Vogliamo chiamare le cose con il loro nome? O vogliamo nasconderci dietro entità misteriose?
Non esistono delitti passionali o amori malati: esistono persone malate, persone assassine, persone imbecilli, persone violente. L’amore, la coppia (corna escluse, proprio perchè usiamo la parola Amore e Coppia) non esistono in natura: sono l’incontro di due individui. Quindi un rapporto violento non esiste: esiste un marito violento che picchia la moglie (meno raro, ma pur sempre esistente, anche il viceversa). Non esiste un amore malato: esiste un bastardo che ti uccide perchè lo hai mollato dopo che ti ha picchiato. Ma ti picchiava perchè ti amava troppo. E quindi dopo averti picchiata ed essere stato lasciato, siccome ti ama, ma ti ama veramente, e ama anche tutto quello che avete costruito insieme (per questo lo prendeva a calci, pugni, schiaffi) un pomeriggio alle tre e mezza arriva, vi apre la portiera dell’auto e vi spara.

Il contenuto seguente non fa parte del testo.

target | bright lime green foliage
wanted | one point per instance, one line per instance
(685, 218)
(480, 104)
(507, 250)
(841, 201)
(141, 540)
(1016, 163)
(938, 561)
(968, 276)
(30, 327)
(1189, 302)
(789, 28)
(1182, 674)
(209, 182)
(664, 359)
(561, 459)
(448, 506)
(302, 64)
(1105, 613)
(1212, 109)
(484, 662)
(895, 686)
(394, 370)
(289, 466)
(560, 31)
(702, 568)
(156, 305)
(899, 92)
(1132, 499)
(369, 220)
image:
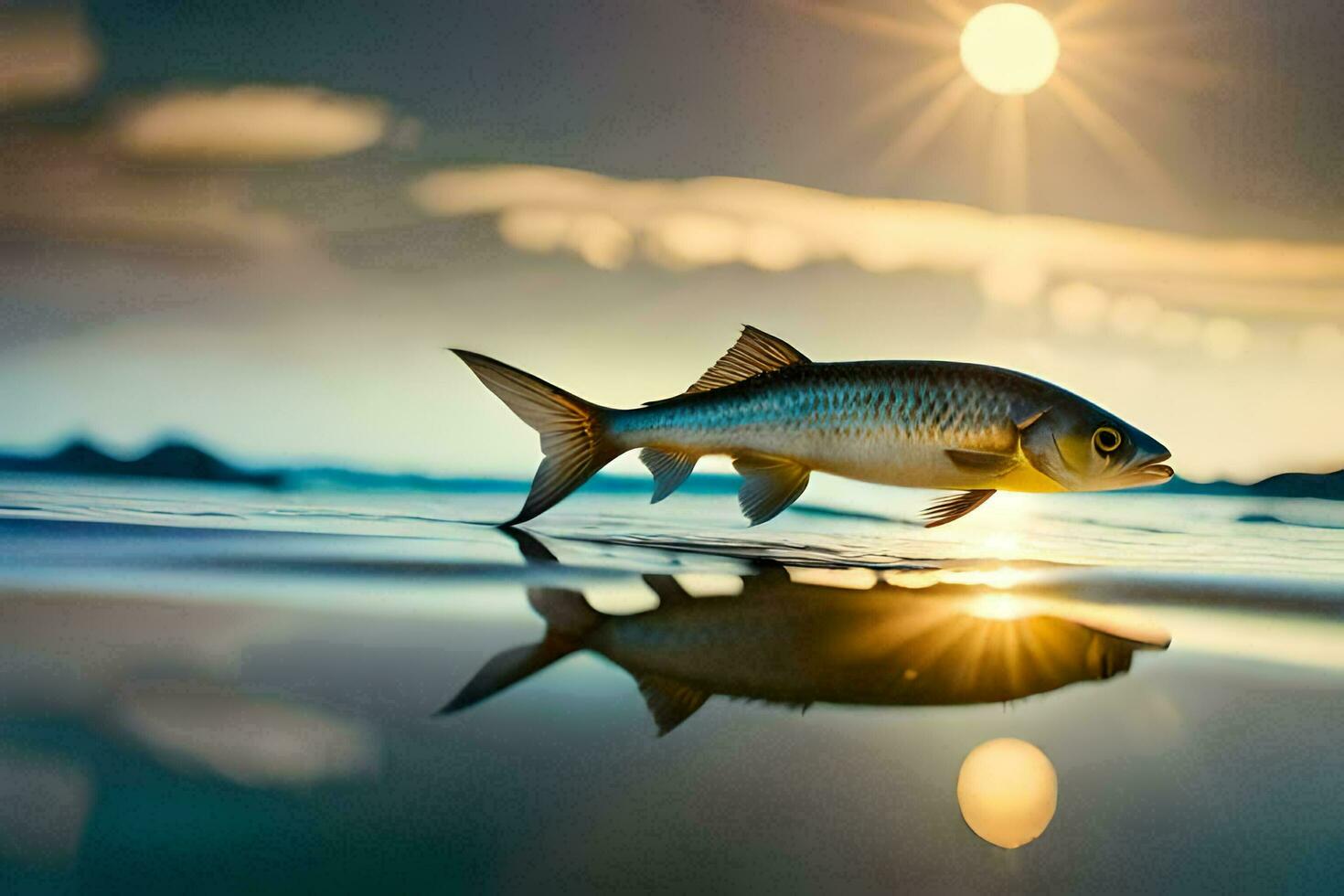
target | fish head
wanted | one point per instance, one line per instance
(1086, 449)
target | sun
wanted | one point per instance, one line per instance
(1009, 48)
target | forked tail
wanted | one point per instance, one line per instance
(574, 432)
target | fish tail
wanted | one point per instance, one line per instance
(568, 618)
(575, 434)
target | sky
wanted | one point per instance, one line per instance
(258, 225)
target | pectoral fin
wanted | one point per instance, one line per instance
(669, 590)
(669, 701)
(769, 485)
(989, 464)
(668, 468)
(955, 507)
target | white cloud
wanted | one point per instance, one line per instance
(773, 226)
(45, 57)
(251, 123)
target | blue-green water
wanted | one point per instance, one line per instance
(220, 689)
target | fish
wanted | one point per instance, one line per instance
(797, 644)
(971, 429)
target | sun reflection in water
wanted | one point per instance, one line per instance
(1007, 792)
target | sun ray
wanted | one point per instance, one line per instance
(929, 123)
(951, 10)
(1117, 88)
(914, 86)
(1112, 136)
(1187, 74)
(872, 25)
(1080, 11)
(1009, 155)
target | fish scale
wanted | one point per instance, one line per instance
(780, 417)
(834, 417)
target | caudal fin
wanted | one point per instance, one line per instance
(569, 618)
(574, 432)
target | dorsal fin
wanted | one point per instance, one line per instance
(669, 701)
(754, 352)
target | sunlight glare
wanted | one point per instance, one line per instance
(1007, 792)
(1009, 48)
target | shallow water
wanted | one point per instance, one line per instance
(222, 689)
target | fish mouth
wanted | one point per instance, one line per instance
(1152, 472)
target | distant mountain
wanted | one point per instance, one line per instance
(1285, 485)
(1303, 485)
(185, 461)
(167, 461)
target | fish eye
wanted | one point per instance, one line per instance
(1106, 440)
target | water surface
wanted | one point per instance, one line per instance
(223, 689)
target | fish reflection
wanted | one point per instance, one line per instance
(786, 643)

Cari uomini, questo grande AMORE sfogatelo sui vostri tanto amati palloni da calcio.
E le strade maledette? Non esistono strade maledette: esistono persone maledette che ai 150 Km orari si vanno a schiantare, a 20 anni, contro un albero. Esistono schifosi ubriachi che si mettono alla guida e che travolgono intere famiglie sulle strisce pedonali, col verde, in pieno giorno.
Le bomba, se nessuno le fabbricasse e le gettasse dal cielo come riso in Chiesa, tranquilli, non ammazzerebbero intere popolazioni.
Se tu gliele vendi queste armi, e loro le usano contro il loro popolo, e poi gli vai a fare la guerra con quelle stesse armi, sei solo il capostipite di questa scia rossa.
Il maledetto siamo noi. E lo so che fa male pensarlo, ma cerchiamo di non creare entità astratte a cui attribuire aggettivi che non ci piacciono, solo per allontanare il MALE dal nostro maniacale prato inglese.
Quelle assurde entità astratte sono PERSONE, anche se a volte è vergognoso definirle tali.